IX Edición
Curso 2012 - 2013
Cartas desde el horizonte
Laura Barranco, 17 años
Colegio Vilavella (Valencia)
Le llegaban muchísimas cartas. Cada semana una o, incluso a veces, dos, todas con fecha y lugar distinto. Muchísimas cartas, pero ninguna como la que ella necesitaba. Ninguna en la que aquella caligrafía tan buen conocida, pusiera entre exclamaciones: <<¡Vuelvo a casa!>>.
Sara fue amontonando las cartas en un solo montón. Cuando estuvieron todas apiladas, las envolvió con un gran lazo gris. Guardó las cartas en un cajón. Al cerrarlo se encontró de nuevo en el puerto. Aquel puerto que le hacía revivir sus pesadillas una y otra vez…
El sueño era siempre el mismo.
Todo empezaba con el mar -ese mar transparente de Valencia- y con un barco. Carlos y ella llegaban al puerto y ella no hacia más que llorar. Él la cogía por los hombros y, poco a poco, le acercaba a sus labios. El beso era siempre largo y suave, como si él temiese que fuese a ser el último.
Carlos cogía la maleta y despacio, muy despacio, soltaba las manos de Sara.
Ya en el barco, Carlos se debatía entre la risa y el llanto, ante el destino fatal de adentrarse en el océano y cruzar el horizonte, aquella línea imaginaria que le impediría ver a Sara.
El barco zarpó. Sara, con un pañuelo blanco en la mano, se despedía de Carlos desde el muelle, deseando que volviese pronto a su lado.
El puerto desapareció. De nuevo se encontraba en el salón de su casa. No tenía ganas de nada, por lo que simplemente subió las escaleras y se dejó caer en la cama, deseando no soñar nunca más con aquel puerto que le había arrebatado a su marido.
Todas las mañanas le vencía la misma rutina: limpiar, comprar, hacer la comida, lavar y tender. Pero aquella mañana el cielo estaba despejado y el aire olía distinto.

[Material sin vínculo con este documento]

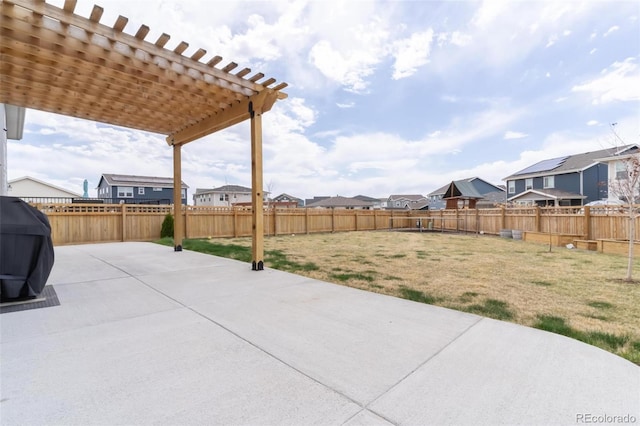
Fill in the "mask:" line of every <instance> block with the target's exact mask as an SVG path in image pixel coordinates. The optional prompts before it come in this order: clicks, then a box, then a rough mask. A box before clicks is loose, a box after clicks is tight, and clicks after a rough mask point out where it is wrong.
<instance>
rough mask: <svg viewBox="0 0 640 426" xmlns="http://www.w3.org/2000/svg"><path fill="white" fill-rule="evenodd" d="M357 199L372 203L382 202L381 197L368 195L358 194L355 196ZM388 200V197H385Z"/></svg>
mask: <svg viewBox="0 0 640 426" xmlns="http://www.w3.org/2000/svg"><path fill="white" fill-rule="evenodd" d="M353 198H355V199H356V200H360V201H368V202H370V203H379V202H380V198H374V197H368V196H366V195H356V196H355V197H353ZM385 200H386V198H385Z"/></svg>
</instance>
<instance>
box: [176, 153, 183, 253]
mask: <svg viewBox="0 0 640 426" xmlns="http://www.w3.org/2000/svg"><path fill="white" fill-rule="evenodd" d="M181 148H182V145H181V144H174V145H173V216H174V218H173V249H174V250H175V251H182V238H183V229H184V225H183V223H182V151H181Z"/></svg>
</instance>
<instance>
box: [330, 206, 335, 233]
mask: <svg viewBox="0 0 640 426" xmlns="http://www.w3.org/2000/svg"><path fill="white" fill-rule="evenodd" d="M335 215H336V209H334V208H333V207H331V233H333V232H335V229H336V225H335V222H336V218H335Z"/></svg>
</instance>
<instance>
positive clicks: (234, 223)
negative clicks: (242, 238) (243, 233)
mask: <svg viewBox="0 0 640 426" xmlns="http://www.w3.org/2000/svg"><path fill="white" fill-rule="evenodd" d="M233 238H238V208H237V207H234V208H233Z"/></svg>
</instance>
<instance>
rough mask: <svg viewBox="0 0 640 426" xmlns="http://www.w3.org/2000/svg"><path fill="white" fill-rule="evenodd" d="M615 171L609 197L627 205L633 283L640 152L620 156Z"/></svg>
mask: <svg viewBox="0 0 640 426" xmlns="http://www.w3.org/2000/svg"><path fill="white" fill-rule="evenodd" d="M615 125H616V124H615V123H613V124H611V131H612V132H613V135H614V137H615V141H616V145H620V144H622V146H624V145H625V144H624V141H623V140H622V138H621V137H620V136H619V135H618V133H617V132H616V130H615ZM622 146H620V147H622ZM615 170H616V174H615V176H613V177H610V178H609V192H610V195H609V196H611V195H615V196H617V197H618V198H619V199H621V200H623V201H624V202H625V204H626V208H625V209H626V214H627V216H628V218H629V233H628V236H629V254H628V262H627V276H626V277H625V280H626V281H633V275H632V274H633V248H634V242H635V235H636V219H637V218H638V216H639V213H640V212H639V211H638V207H637V206H636V201H637V199H638V195H639V193H640V150H634V151H632V152H630V153H629V154H622V155H620V159H619V160H618V163H617V165H616V169H615Z"/></svg>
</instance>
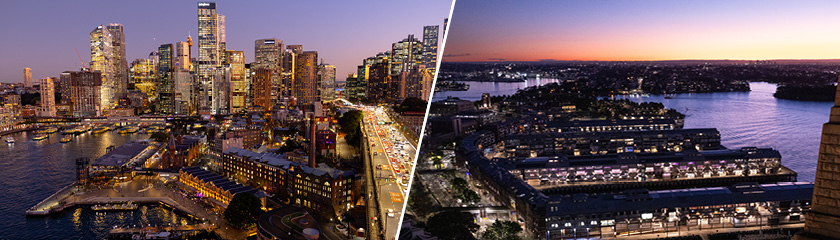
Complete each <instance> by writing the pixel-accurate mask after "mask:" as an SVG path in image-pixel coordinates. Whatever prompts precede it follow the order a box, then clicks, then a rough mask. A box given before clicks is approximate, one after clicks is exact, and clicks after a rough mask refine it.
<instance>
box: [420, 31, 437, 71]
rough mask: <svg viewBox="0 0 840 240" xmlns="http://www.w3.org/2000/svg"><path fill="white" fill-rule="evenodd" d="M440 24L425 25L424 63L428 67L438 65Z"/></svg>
mask: <svg viewBox="0 0 840 240" xmlns="http://www.w3.org/2000/svg"><path fill="white" fill-rule="evenodd" d="M438 37H439V34H438V26H437V25H435V26H425V27H423V64H425V65H426V68H435V67H437V53H438V49H437V43H438Z"/></svg>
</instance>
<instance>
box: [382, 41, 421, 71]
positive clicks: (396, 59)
mask: <svg viewBox="0 0 840 240" xmlns="http://www.w3.org/2000/svg"><path fill="white" fill-rule="evenodd" d="M390 60H391V75H399V74H400V73H401V72H404V71H408V70H409V69H411V68H412V67H413V66H416V65H419V64H422V63H423V43H422V42H420V41H419V40H417V39H416V38H414V34H409V35H408V37H406V38H405V39H403V40H402V41H399V42H396V43H394V44H392V45H391V58H390Z"/></svg>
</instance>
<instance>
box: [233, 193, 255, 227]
mask: <svg viewBox="0 0 840 240" xmlns="http://www.w3.org/2000/svg"><path fill="white" fill-rule="evenodd" d="M261 214H263V210H262V203H261V202H260V199H259V198H257V197H256V196H254V194H251V193H237V194H236V195H233V199H231V200H230V204H228V208H227V209H225V212H224V219H225V221H227V222H228V224H230V225H231V226H233V227H235V228H239V229H248V228H252V227H254V226H256V224H257V218H259V217H260V215H261Z"/></svg>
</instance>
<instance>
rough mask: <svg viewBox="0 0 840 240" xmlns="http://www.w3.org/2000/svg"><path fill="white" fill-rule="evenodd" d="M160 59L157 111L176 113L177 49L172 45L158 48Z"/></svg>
mask: <svg viewBox="0 0 840 240" xmlns="http://www.w3.org/2000/svg"><path fill="white" fill-rule="evenodd" d="M158 54H159V55H158V56H159V57H160V59H159V61H158V65H157V74H158V84H157V91H158V107H157V111H158V112H160V113H162V114H173V113H175V107H174V106H175V94H174V92H175V85H174V83H173V82H174V81H173V78H174V75H175V74H174V73H173V72H174V70H175V47H174V45H172V44H171V43H170V44H163V45H160V47H158Z"/></svg>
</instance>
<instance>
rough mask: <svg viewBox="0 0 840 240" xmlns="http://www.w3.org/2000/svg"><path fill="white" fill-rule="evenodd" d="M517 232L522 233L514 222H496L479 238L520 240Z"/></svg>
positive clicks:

Durante su paseo matutino por el mercado, escuchó a los niños hablar con emoción, pero decidió no prestarles demasiada atención. Los niños gritaban: <<¡Los marineros vuelven, los marineros llegan…!” Pero Sara no escuchaba. Sus pensamientos aislaban su mente de la realidad, una realidad que le habría hecho sentir mejor.
Comenzó a tender en el jardín la colada, al mismo tiempo que por su rostro rodaban lágrimas de tristeza. Entretanto, por la puerta de atrás apareció un hombre alto, delgado y fuerte que caminaba despacio, pues cojeaba de una pierna. Sabía cuál era su destino: iba directo a ella. Detrás de las sábanas, Sara vio una sombra. El aire se le quedó en los pulmones, sin poder salir. Cuando el hombre retiró las sábanas con la mano, comenzó a fluir el aire y las lágrimas se convirtieron en manifestación de alegría.
Carlos estaba allí. Se enlazaron en un cálido abrazo, en un suave beso, y él le juró que jamás volvería a la mar.